Nationally, 6.6 million U.S. workers filed an unemployment claim last week, which eclipsed both the one-week record for claims and economists’ predictions. The previous record for claims filed within a single week was set in the week that ended March 21 this year. National economists had projected only 3.5 million new claims last week.

Fifty-nine percent (59%) of city tax revenues come from occupational license taxes, which are levied on payroll and/or business net profits or gross receipts. Of that, 50% of total city tax revenues come from the payroll tax, which is a tax on employee earnings within a city. For cities with a population of 20,000 or greater, occupational license taxes account for 64% of tax revenues. Occupational license taxes are strongly correlated with unemployment, which had remained below 5.5% in Kentucky since the start of 2016. Various economists have projected unemployment rates could get as high as 20% to 32%.

Larger cities will likely see a decline of 20% to 25% of occupational license taxes for the remaining quarter of Fiscal Year 2020, and FY 2021 will likely have similar reductions. Smaller cities that use occupational license taxes less will not be as harshly affected, although insurance premium taxes have historically declined similarly during past recessions. Cities have limited tax options to address these projected declines in revenue.

Major Kentucky City Tax Options

Occupational license taxes – These taxes can be on both individuals and businesses. For the employee, the tax is applied to wages earned while performing a job within the city. As unemployment increases, earned wages decline, thereby reducing tax revenues. Although the federal stimulus package expanded unemployment payments and will provide tax rebates to most citizens, this income is not taxed at the local level in Kentucky. For the business, cities can tax either net profits (gross revenue less expenses) or gross receipts collected. As economic activity declines, business will have much lower profits and receipts and/or completely close.

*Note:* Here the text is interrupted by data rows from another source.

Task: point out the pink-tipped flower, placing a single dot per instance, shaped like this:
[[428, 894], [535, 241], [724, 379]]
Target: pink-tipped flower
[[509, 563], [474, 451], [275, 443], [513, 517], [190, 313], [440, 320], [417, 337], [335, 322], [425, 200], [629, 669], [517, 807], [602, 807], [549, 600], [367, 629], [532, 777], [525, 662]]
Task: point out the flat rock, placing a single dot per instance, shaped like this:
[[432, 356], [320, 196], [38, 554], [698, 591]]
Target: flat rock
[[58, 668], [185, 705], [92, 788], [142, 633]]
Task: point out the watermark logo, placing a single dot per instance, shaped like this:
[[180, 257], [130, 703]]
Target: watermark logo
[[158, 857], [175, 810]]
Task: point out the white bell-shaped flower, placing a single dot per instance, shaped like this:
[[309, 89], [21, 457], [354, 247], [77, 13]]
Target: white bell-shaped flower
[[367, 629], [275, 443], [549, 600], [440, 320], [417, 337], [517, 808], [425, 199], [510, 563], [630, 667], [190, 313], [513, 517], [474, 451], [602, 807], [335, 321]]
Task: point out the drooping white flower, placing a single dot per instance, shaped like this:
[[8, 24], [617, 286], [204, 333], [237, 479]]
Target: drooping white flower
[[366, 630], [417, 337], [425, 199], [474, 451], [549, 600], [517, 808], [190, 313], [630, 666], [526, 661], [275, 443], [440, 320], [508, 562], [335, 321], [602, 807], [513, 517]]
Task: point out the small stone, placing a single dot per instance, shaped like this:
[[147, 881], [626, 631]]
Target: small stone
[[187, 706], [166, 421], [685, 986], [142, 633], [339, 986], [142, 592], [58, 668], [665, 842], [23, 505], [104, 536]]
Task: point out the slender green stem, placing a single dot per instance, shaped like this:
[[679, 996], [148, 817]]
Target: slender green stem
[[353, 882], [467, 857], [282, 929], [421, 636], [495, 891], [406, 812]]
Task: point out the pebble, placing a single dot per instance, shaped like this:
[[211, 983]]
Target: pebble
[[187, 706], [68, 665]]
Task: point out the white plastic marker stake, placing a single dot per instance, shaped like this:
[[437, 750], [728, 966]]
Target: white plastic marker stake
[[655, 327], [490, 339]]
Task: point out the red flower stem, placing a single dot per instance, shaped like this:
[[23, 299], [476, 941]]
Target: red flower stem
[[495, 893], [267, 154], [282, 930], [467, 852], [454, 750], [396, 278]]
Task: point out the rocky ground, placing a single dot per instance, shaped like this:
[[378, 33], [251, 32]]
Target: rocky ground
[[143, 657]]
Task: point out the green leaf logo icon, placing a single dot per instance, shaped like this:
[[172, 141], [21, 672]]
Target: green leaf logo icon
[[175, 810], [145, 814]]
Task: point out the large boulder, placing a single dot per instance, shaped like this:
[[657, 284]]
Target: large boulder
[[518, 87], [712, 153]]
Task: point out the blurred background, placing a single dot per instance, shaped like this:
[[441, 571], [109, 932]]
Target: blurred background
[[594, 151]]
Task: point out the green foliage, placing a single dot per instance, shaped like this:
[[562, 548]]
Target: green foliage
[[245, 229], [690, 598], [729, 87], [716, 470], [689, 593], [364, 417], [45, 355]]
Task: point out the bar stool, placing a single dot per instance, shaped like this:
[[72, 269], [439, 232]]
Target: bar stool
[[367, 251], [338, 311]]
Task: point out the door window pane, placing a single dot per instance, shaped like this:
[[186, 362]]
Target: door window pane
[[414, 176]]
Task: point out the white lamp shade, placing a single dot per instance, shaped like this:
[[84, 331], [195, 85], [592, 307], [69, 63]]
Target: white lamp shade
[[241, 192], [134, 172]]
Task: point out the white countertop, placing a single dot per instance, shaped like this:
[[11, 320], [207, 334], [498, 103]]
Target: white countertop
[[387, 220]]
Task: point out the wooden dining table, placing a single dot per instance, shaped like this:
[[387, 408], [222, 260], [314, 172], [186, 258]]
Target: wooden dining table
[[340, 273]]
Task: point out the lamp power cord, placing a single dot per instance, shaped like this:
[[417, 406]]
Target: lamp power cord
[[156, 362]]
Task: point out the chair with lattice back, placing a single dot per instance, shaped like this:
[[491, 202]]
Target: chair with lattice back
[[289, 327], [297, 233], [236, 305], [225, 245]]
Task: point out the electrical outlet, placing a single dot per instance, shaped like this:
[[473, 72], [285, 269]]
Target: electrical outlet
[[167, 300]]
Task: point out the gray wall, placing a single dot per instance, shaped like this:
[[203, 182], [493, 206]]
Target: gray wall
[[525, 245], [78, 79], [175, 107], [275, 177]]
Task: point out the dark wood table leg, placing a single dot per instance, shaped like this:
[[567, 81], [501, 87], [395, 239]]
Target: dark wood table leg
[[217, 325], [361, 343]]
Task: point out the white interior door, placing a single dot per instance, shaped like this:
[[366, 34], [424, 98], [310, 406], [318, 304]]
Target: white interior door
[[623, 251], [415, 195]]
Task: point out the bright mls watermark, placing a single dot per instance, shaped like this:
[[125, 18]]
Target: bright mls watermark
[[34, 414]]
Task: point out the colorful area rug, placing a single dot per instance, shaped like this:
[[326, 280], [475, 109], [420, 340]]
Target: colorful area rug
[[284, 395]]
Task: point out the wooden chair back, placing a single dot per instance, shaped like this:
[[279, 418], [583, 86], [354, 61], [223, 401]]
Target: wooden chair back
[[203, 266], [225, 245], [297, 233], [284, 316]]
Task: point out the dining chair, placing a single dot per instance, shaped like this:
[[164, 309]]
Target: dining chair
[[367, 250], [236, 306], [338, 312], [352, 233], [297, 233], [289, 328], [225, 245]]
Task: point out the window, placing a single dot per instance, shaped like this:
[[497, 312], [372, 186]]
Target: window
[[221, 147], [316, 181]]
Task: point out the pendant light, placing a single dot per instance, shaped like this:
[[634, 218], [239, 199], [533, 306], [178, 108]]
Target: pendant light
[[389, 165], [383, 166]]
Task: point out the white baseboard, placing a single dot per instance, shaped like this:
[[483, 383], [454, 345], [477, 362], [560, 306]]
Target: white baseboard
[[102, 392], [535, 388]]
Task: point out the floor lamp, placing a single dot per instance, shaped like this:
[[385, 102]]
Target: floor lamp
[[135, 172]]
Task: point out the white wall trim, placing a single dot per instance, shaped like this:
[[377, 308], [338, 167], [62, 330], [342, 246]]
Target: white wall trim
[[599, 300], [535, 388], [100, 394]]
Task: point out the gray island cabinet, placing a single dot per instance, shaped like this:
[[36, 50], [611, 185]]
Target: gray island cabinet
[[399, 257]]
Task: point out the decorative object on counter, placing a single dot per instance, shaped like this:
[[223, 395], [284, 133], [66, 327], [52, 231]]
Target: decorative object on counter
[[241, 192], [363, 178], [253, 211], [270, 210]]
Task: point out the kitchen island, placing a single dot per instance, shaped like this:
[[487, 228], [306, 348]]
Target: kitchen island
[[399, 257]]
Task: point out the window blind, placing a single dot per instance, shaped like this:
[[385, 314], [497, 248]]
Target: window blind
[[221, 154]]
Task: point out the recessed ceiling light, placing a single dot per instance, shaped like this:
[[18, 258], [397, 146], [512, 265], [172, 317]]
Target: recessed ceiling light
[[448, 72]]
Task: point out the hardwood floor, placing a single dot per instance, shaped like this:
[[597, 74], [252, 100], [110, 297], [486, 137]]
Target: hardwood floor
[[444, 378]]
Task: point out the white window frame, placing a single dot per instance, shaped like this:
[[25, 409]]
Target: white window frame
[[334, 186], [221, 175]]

Federal loan programs may help some businesses stay open and retain employees. However, each of these still will significantly reduce local tax revenues.

Property taxes – These taxes are typically levied on real (buildings and land), personal (usually commercial equipment and inventories), and motor vehicles. State law severely restricts year-over-year increases in real and personal tax revenue, and that revenue is not collected until the fall. Motor vehicle tax rates cannot be raised beyond what cities could levy in 1983, which is the same rate most cities have today. Local deposits taxes apply to bank-held funds in the community, and almost all cities are at the state rate cap.

Insurance premium taxes – These taxes are levied on the cost of a variety of insurance premiums. State law requires these rates to be set and communicated to the Department of Insurance by March 23 each year in order to be effective July 1. The rate cannot be changed during the fiscal year, so cities cannot use it to address short-term financial crises.

Tourism-related taxes – Restaurant taxes apply to consumer purchases of prepared food, can only be levied by former fourth and fifth class cities, cannot be higher than 3%, and must go to local tourism commissions. Transient room taxes can be used by any city, but cities are limited in the rate they can charge on the lodging costs, most being 3% or 4%. All of these funds must go to the local tourism commission.

Kentucky’s larger cities will face major revenue shortfalls in the final quarter of this fiscal year as well as throughout Fiscal Year 2021. Cities need access to federal stimulus funds in the short term and comprehensive local tax reform in the long term to help Kentucky cities thrive through and after the coronavirus pandemic.